Maria Ressa, giornalista e premio Nobel per la pace 2021, parla al pubblico del Festival Internazionale del Giornalismo di Perugia di democrazia, disinformazione e demagogia. Tre anni fa è stata citata dal Comitato Nobel per aver lottato coraggiosamente per “salvaguardare la libertà di espressione, rappresentando tutti i giornalisti che difendono questo ideale”. Dopo decenni di lavoro nella Cnn, dove si è occupata ha realizzando diverse inchieste occupandosi di Sud est asiatico, è stata cofondatrice di Rappler. Tramite il progetto online, a partire dal 2010, ha mosso una dura critica contro l’ex presidente delle Filippine, Rodrigo Duterte. Ha attaccato il presidente filippino con un’indagine sulle “guerra della droga” e per questo ha subito una incarcerazione.
“E nel 2021 proprio nel periodo in cui mi trovavo ad Oslo, un mio collega nelle Filippine era stato ucciso davanti a casa sua. Trentasei ore prima che io ricevessi il Nobel”. Una libertà di informazione per la quale Maria Ressa ha sempre lottato. Ma sul futuro non si dice ottimista e racconta di un mondo nel quale democrazia e la libertà di stampa affrontano condizioni sempre più avverse. Descrive il 2024 come un anno cruciale. E, senza giri di parole, parla di “precipizio”. “Quest’anno – dice -, più che in qualsiasi altro momento della storia, la gente andrà a votare in contesti democratici, con 64 paesi e l’Unione europea che si recheranno alle urne. Degne di nota sono le elezioni negli Stati Uniti e nel Regno Unito, in Sud Africa, in luoghi come l’Indonesia e l’India”.

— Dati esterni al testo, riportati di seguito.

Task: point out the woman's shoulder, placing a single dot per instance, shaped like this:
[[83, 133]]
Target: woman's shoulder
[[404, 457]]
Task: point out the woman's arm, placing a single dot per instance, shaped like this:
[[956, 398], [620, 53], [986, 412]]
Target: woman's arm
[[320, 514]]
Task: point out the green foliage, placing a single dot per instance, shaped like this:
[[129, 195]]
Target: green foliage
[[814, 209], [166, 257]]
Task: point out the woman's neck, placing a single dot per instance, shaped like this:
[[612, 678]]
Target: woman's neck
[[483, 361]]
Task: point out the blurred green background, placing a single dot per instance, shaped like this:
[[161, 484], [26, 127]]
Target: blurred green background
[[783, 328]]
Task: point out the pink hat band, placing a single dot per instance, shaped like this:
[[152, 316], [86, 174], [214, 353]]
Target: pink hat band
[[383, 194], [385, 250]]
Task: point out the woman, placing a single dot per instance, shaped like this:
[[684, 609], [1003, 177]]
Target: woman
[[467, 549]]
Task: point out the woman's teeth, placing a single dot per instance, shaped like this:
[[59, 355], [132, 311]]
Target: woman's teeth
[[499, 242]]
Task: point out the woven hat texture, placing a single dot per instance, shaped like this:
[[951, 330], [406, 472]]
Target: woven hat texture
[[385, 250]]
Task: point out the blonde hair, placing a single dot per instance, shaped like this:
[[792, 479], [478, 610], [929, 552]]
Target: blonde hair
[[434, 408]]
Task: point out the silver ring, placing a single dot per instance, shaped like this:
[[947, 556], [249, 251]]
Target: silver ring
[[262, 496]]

Equilibrio geopolitico sempre più vacillante, conflitti che attraversano il mondo. Non solo la questione del potere passa attraverso le scelte dei governi, “soprattutto – sottolinea Maria Ressa – viene esercitato dalla tecnologia. E dalle big tech, che hanno impugnato le redini del mondo, nel bene e nel male”. Accosta la parola “dittatore” a Mark Zuckerberg e spiega come gli algoritmi abbiamo preso effettivamente il controllo delle dinamiche comunicative e di informazione: “Parlo proprio del livello ‘cellulare’ della società, sulle persone che serviamo, dei gruppi che si comportano in modo diverso. La nostra biologia è stata ‘ripostata’ proprio perché questa tecnologia è così potente che ci sta plasmando. E la distribuzione del giornalismo non è nelle nostre mani come un decennio fa. Sempre di più assistiamo a una tecnologia usata per silenziare la nostra voce”.
Ma, dall’altra parte, suggerisce che i responsabili di un progressivo declino della democrazia sono di fatto gli stessi (e gli unici) in grado di salvaguardarla. “Gli attori tecnologici sono centrali in una guerra dell’informazione, che ha avuto un impatto su ogni parte della società – spiega Maria Ressa -. L’inclinazione alla libertà deve partire da loro, ma ovviamente non va a vantaggio degli interessi. L’Ue è intervenuta con l’introduzione della legge sui servizi digitali: è un inizio, ma la potenza economica pare essere sempre di maggiore rilievo rispetto ai valori democratici. Ora, a questo segue una presa di responsabilità da parte nostra, di noi giornalisti. Siamo i primi a dover raccontare come le persone vengono e verranno manipolate dalla tecnologia che ci connette”. Uno sguardo attento sul presente quello di Maria Ressa, preoccupato del futuro. E con la lucidità di chi sa di dover agire per difendere democrazia e diritti.